237. Quoique autrefois il n'y eût rien de plus infâme que la
croix, à présent ce bois ne laisse pas d'être la chose la plus glorieuse du
christianisme. Disons le même des fers de l'esclavage. Il n'y avait rien de plus
ignominieux parmi les anciens, et même encore à présent parmi les païens; mais,
parmi les chrétiens, il n'y a rien de plus illustre que les chaînes de
Jésus-Christ, parce qu'elles nous délivrent et préservent des liens infâmes du
péché et du démon; parce qu'elles mettent en liberté, et nous lient à
Jésus-Christ et à Marie, non pas par contrainte et par force, comme des forçats,
mais par charité et amour, comme des enfants: Traham eos in
vinculis caritatis (Osée 4,11): je les attirerai à moi, dit Dieu par la bouche
d'un prophète, par des chaînes de charité, qui, par conséquent, sont fortes
comme la mort, et, en quelque sorte, plus fortes, en ceux qui seront fidèles à
porter jusqu'à la mort ces marques glorieuses. Car, quoique la mort détruise
leur corps en les réduisant en pourriture, elle ne détruira point les liens de
leur esclavage, qui, étant de fer, ne se corrompent pas aisément; et peut-être
qu'au jour de la résurrection des corps, au grand jugement dernier, ces chaînes,
qui lieront encore leurs os, feront une partie de leur gloire, et seront
changées en chaînes de lumière et de gloire. Heureux donc mille fois les
esclaves illustres de Jésus en Marie, qui porteront leurs chaînes jusqu'au
tombeau!
238. Voici les raisons pourquoi on porte ces chaînettes :
Premièrement, c'est pour faire ressouvenir le chrétien des voeux et engagements
de son baptême, de la rénovation parfaite qu'il en a faite par cette dévotion,
et de l'étroite obligation où il est de s'y rendre fidèle. Comme l'homme, qui se
conduit souvent plus par les sens que par la pure foi, s'oublie facilement de
ses obligations envers Dieu, s'il n'a quelque chose extérieur qui les lui
remette en mémoire, ces petites chaînes servent merveilleusement au chrétien
pour le faire ressouvenir des chaînes du péché et de l'esclavage du démon, dont
le saint baptême l'a délivré, et de la dépendance de Jésus-Christ qu'il lui a
vouée dans le saint baptême, et de la ratification qu'il en a faite par
rénovation de ses voeux ; et une des raisons pourquoi si peu de chrétiens
pensent à leurs voeux du saint baptême, et vivent avec autant de libertinage que
s'ils n'avaient rien promis à Dieu, comme les païens, c'est qu'ils ne portent
aucune marque extérieure qui les en fasse ressouvenir.

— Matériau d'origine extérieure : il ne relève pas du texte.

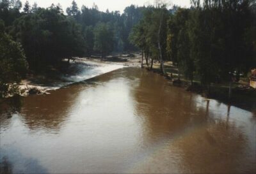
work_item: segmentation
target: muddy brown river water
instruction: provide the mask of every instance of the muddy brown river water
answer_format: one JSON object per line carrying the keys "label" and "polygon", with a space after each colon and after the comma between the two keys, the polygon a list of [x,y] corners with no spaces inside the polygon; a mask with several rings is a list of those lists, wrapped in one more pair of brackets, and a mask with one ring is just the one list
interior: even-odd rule
{"label": "muddy brown river water", "polygon": [[140,68],[17,105],[0,115],[3,173],[256,173],[253,112]]}

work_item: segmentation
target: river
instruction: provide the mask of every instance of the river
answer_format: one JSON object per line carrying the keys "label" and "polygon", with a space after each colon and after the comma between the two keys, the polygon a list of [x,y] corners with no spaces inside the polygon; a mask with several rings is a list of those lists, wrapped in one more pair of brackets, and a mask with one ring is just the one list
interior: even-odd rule
{"label": "river", "polygon": [[50,92],[1,114],[2,171],[256,172],[255,113],[158,74],[125,68]]}

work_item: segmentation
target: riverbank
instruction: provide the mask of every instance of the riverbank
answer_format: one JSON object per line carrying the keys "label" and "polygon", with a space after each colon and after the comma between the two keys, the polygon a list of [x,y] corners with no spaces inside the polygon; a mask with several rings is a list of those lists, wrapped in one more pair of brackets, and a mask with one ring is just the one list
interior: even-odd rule
{"label": "riverbank", "polygon": [[17,84],[17,93],[22,96],[48,94],[51,90],[56,90],[125,66],[138,66],[140,61],[139,56],[136,54],[115,54],[105,58],[97,56],[76,57],[69,63],[68,59],[64,59],[63,64],[67,64],[64,70],[48,68],[44,73],[29,73],[26,78]]}
{"label": "riverbank", "polygon": [[[202,87],[198,81],[193,82],[191,87],[191,82],[183,78],[180,75],[180,80],[178,80],[178,69],[173,65],[170,61],[164,62],[165,75],[162,75],[160,70],[160,63],[155,61],[153,69],[144,65],[144,68],[149,71],[164,75],[169,80],[171,80],[173,85],[184,88],[188,91],[201,94],[204,97],[217,99],[225,104],[237,106],[243,109],[256,111],[256,90],[250,87],[249,83],[240,82],[233,83],[232,87],[232,96],[228,97],[229,83],[213,83],[209,90]],[[256,113],[255,113],[256,115]]]}

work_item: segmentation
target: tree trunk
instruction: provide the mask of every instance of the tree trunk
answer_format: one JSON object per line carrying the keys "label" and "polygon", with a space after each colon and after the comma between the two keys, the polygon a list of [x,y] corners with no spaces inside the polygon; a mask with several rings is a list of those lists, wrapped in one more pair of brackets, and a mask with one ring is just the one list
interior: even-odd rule
{"label": "tree trunk", "polygon": [[232,81],[229,82],[229,88],[228,88],[228,99],[231,99],[232,96]]}
{"label": "tree trunk", "polygon": [[141,68],[143,68],[143,48],[141,50]]}
{"label": "tree trunk", "polygon": [[162,47],[160,43],[160,34],[161,34],[161,30],[162,28],[162,23],[163,23],[163,15],[161,15],[161,18],[160,20],[160,25],[159,25],[159,29],[158,30],[158,49],[159,50],[159,59],[160,59],[160,64],[161,64],[161,72],[163,74],[165,74],[164,71],[164,62],[163,60],[163,52],[162,52]]}
{"label": "tree trunk", "polygon": [[148,67],[148,55],[147,52],[145,52],[145,58],[146,59],[147,66]]}

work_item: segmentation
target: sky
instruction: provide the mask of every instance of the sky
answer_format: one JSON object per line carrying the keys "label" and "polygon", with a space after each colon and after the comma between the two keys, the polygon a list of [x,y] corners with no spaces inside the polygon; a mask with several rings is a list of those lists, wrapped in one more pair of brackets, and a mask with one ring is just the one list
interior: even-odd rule
{"label": "sky", "polygon": [[[75,0],[79,8],[82,5],[87,7],[92,7],[95,3],[99,7],[100,11],[106,11],[107,9],[109,11],[120,11],[121,13],[124,11],[125,7],[131,4],[138,6],[147,5],[148,3],[152,4],[153,0]],[[21,0],[24,4],[26,0]],[[28,0],[31,5],[36,2],[38,6],[49,7],[51,4],[55,4],[60,3],[65,11],[68,6],[71,5],[72,0]],[[181,7],[189,7],[190,0],[170,0],[170,2],[172,4],[177,4]]]}

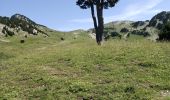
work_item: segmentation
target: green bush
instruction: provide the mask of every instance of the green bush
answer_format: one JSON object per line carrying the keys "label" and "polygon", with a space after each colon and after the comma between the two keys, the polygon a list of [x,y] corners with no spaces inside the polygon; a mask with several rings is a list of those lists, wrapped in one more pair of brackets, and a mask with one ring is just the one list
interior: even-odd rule
{"label": "green bush", "polygon": [[166,23],[160,34],[159,34],[159,40],[166,40],[166,41],[170,41],[170,22]]}

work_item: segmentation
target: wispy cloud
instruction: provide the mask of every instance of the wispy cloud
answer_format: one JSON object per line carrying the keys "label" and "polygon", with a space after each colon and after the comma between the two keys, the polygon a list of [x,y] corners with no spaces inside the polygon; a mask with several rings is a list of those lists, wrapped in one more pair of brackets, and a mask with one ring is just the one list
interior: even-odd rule
{"label": "wispy cloud", "polygon": [[[105,17],[105,22],[115,21],[115,20],[133,20],[140,14],[155,14],[161,11],[161,9],[153,9],[163,0],[143,0],[137,1],[126,6],[122,13],[114,16]],[[91,18],[85,19],[73,19],[71,22],[76,23],[91,23]]]}

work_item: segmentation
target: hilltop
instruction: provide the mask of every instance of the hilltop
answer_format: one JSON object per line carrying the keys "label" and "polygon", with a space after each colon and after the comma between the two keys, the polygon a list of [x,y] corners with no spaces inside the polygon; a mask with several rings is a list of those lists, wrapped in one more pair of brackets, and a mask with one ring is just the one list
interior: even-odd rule
{"label": "hilltop", "polygon": [[158,18],[105,24],[111,37],[97,46],[92,29],[59,32],[20,14],[1,17],[0,99],[169,100],[170,43],[146,39],[154,32],[132,34],[159,30],[152,22],[169,19]]}
{"label": "hilltop", "polygon": [[54,31],[44,25],[37,24],[28,17],[21,14],[14,14],[11,17],[0,16],[0,35],[44,35],[48,31]]}

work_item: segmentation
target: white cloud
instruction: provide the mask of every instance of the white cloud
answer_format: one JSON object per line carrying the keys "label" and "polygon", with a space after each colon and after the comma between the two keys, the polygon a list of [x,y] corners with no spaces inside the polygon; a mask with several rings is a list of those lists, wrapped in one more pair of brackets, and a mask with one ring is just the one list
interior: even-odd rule
{"label": "white cloud", "polygon": [[[105,22],[115,21],[115,20],[133,20],[140,14],[155,14],[161,11],[161,9],[153,9],[163,0],[143,0],[137,1],[133,4],[128,5],[124,8],[122,13],[114,16],[105,17]],[[71,22],[76,23],[91,23],[91,18],[85,19],[73,19]]]}

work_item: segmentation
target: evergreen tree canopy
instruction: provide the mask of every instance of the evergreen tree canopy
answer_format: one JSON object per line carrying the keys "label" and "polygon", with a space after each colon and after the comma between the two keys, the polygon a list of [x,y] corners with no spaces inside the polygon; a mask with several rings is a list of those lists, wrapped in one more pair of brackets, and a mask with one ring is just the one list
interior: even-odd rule
{"label": "evergreen tree canopy", "polygon": [[78,0],[77,5],[82,9],[90,8],[91,5],[102,4],[104,9],[114,7],[119,0]]}

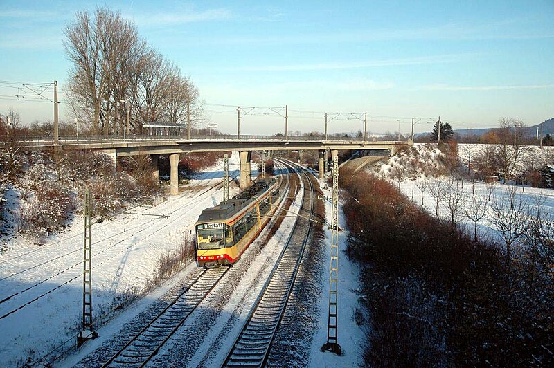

239. Secondement, c'est pour montrer qu'on ne rougit point de
l'esclavage et servitude de Jésus-Christ, et qu'on renonce à l'esclavage funeste
du monde, du péché et du démon.
Troisièmement, c'est pour se garantir et préserver des
chaînes d'iniquité. Car, ou il faut que nous portions des chaînes d'iniquité, ou
des chaînes de charité et de salut:
Vincula peccatorun; in vinculis charitatis.
240. Ah, mon cher frère, brisons les chaînes des péchés et
des pécheurs, du monde et des mondains, du diable et de ses suppôts, et rejetons
loin de nous leur joug funeste : Dirumpamus vincula eorum et projiciamus a nobis
jugum ipsorum.
Mettons nos pieds, pour me servir des termes du Saint-Esprit,
dans ses fers glorieux, et notre cou dans ses colliers: Injice pedem tuum in
compedes illius, et in torques illius collum tuum (Eccli, 27). Soumettons nos
épaules, et portons la Sagesse, qui est Jésus-Christ, et ne nous ennuyons point
de ses chaînes: Subjice humerum tuum et porta illam, et ne accedieris vinculis
ejus (Eccli 6,25). Vous noterez que le Saint-Esprit, avant de dire ces paroles,
y prépare l'âme, afin qu'elle ne rejette pas son conseil important. Voici ses
paroles: Audi, fili, et accipe consilium intellectus, et ne abjicias consilium
meum (Eccli 6): Ecoute mon fils, et reçois un conseil d'entendement, et ne
rejette pas mon conseil.
241. Vous voulez bien, mon très cher ami, que je m'unisse au
Saint-Esprit, pour vous donner le même conseil: Vincula illius aligatura salutis
(Eccli,6): ses chaînes sont des chaînes de salut. Comme Jésus-Christ en croix
doit attirer tout à lui, bon gré mal gré, il attirera les réprouvés par les
chaînes de leurs péchés, pour les enchaîner comme des forçats et des diables à
son ire éternelle et à sa justice vengeresse; mais il attirera, particulièrement
en ces derniers temps, les prédestinés par des chaînes de charité: Omnia traham
ad meipsum. Traham eos in vinculis charitatis (Osée, 4).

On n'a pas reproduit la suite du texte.